– Translation of advance text –
Ladies and gentlemen,
This is our third meeting for a dialogue on migration between Germany and the Czech Republic. I am very pleased that Vladimir Spidla and I launched this successful dialogue in early 2016, the aim of which is for our two countries to intensively and constructively share our experiences.
By working together through this dialogue in a spirit of trust, we can better tackle the challenges that all of Europe is facing in connection with refugees, migration and integration, as well as jointly search for European solutions.
Our ability to engage in dialogue is something that we must absolutely maintain. For we will only accomplish the great tasks that Europe must take on if we work together rather than against one another.

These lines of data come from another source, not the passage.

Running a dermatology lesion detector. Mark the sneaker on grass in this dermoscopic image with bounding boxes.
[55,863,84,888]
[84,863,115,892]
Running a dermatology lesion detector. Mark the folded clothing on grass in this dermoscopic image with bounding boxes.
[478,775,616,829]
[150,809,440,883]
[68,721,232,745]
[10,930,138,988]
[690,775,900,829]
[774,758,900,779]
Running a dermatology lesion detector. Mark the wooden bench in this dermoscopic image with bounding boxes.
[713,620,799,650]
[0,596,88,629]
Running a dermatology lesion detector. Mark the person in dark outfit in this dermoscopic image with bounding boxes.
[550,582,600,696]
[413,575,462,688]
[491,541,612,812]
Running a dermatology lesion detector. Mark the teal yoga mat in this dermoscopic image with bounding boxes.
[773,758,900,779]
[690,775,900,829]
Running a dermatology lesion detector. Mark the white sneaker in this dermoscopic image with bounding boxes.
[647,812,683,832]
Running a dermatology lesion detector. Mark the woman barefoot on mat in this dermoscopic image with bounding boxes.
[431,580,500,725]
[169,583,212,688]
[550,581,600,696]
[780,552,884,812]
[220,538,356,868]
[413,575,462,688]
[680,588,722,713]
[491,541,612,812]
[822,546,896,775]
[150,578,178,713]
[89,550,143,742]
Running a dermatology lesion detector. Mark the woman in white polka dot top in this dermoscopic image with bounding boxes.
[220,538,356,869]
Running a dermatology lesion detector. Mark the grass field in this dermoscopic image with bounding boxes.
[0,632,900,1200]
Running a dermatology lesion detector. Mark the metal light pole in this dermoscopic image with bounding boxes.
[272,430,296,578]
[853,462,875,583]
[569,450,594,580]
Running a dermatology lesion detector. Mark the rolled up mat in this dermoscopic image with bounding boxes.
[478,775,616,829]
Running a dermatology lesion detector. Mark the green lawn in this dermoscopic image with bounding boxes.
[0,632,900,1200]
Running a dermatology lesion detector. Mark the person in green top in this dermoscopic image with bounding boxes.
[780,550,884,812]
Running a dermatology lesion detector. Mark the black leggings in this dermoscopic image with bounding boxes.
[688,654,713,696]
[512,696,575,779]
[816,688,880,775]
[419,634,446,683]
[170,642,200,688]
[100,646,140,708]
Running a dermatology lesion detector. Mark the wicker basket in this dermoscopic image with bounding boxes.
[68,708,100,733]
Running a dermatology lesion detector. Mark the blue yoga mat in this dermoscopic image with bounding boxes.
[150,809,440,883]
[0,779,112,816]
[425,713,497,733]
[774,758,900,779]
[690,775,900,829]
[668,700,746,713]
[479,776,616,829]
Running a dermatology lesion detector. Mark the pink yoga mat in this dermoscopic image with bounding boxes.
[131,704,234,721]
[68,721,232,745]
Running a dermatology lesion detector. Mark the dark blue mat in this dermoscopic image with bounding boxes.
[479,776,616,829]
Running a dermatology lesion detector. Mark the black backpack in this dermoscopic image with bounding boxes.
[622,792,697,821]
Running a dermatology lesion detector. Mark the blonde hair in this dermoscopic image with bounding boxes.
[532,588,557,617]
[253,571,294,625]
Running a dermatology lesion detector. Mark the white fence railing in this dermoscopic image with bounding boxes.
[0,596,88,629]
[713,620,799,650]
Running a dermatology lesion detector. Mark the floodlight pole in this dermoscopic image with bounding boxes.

However, dialogue does not mean bringing to the discussion only like-minded participants. No, we need controversy, as well as different opinions and positions. All of this may be very trying, but it is also rewarding. We must never stop listening to the other side. We must take an honest interest in the experiences of our partners, and we must be open to advice. Also, it is vital that we not lose sight of what we have in common.
With regard to the refugee issue, Germany has demonstrated how a society can manage to take in 900,000 people who have fled their homes. We are happy that our Czech colleagues want to find out more about how we accomplished this.
Already at our last meeting, we discovered that we agree on a number of issues. The dialogue on migration is helping us arrive at common views.
The dialogue highlights similarities between our two countries with regard to migration policy, especially in terms of our integration efforts.
We learned this through the visit to projects in Berlin in June by the Czech delegation, and I am certain that we will identify many common approaches today, as well, during our meetings here in Prague. Integration policy must be judged in terms of solidarity, shared responsibility and humanity – on this point we agree.
Another issue on which we very much concur is the need to tackle the causes of refugee movements. That is urgently needed. Because as long as we fail to make progress on fighting the causes of refugee movements in the countries of origin, many of those fleeing their homes will continue to seek refuge in Europe.
In the delegations present here today we have experts who can tell us what Germany and the Czech Republic are doing now, and who can identify potential synergies. Our two countries intend to support a specific project in a country outside of the European Union, with a view to also strengthening our practical cooperation.
Our previous meetings in Prague and in Berlin have given us extensive opportunities to share experiences. Our focus was on the worries and fears of people that have arisen in connection with the very large migration movements. We must not amplify these fears, but rather must seek to reduce them through education and explanation. The dialogue on migration contributes to this, as well.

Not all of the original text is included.